My lab is about to receive about WGS (30X) data (fastqs) on about 400-1500 samples (depending on how many we get at a time) that need to be processed and analyzed. We are trying to figure out the best route for computational resources. Here are some options:
- We can buy an allocation from Google Cloud Platform for $1,146 per month (assuming it would be on 24/7 since Google charges by the minute), which would include:
- 32-core vCPU with 120GB of RAM
- 1.5TB of SSD space
- We can purchase a node through our university for about $700 per month, however we would be limited to 14,000 core hours per month.
- 20 cores
- 256GB RAM
- We can purchase a system through Dell for about $15-20,000 which has 100+ cores, a few TB of HDD space (we already have NAS storage), and a 3 year warranty.

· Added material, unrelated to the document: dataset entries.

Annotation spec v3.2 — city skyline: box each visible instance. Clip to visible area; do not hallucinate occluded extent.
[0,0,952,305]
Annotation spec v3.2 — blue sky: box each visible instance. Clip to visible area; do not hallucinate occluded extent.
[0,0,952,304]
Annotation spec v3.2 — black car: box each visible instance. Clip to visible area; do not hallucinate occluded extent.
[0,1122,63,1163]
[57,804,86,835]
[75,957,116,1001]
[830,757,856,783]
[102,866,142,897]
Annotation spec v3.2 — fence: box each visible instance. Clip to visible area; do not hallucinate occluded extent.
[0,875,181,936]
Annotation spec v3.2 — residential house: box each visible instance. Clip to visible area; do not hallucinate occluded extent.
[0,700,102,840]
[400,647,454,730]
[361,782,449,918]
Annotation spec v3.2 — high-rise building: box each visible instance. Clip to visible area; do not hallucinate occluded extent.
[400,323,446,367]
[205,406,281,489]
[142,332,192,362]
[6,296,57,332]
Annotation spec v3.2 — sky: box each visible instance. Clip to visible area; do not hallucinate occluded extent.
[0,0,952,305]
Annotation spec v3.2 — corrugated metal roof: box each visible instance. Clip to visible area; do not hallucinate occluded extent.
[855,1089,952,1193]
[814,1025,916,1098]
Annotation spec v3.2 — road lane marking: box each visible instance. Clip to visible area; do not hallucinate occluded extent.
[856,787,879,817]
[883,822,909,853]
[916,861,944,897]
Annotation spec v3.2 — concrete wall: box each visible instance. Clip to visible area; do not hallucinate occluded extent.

Now, it seems as though there are pros and cons to each of these choices. For example: purchasing a server directly from Dell would have hidden costs such as upkeep, and would depreciate over time, whereas renting from GCP or our university would be constantly upgraded. On the other hand, in the long term, it seems as though purchasing a system is more economical (granted our computational needs don't significantly raise over the next 3 years)
Are there any options that I may be missing? Also, am I over/underestimating our computational needs for the type of analysis?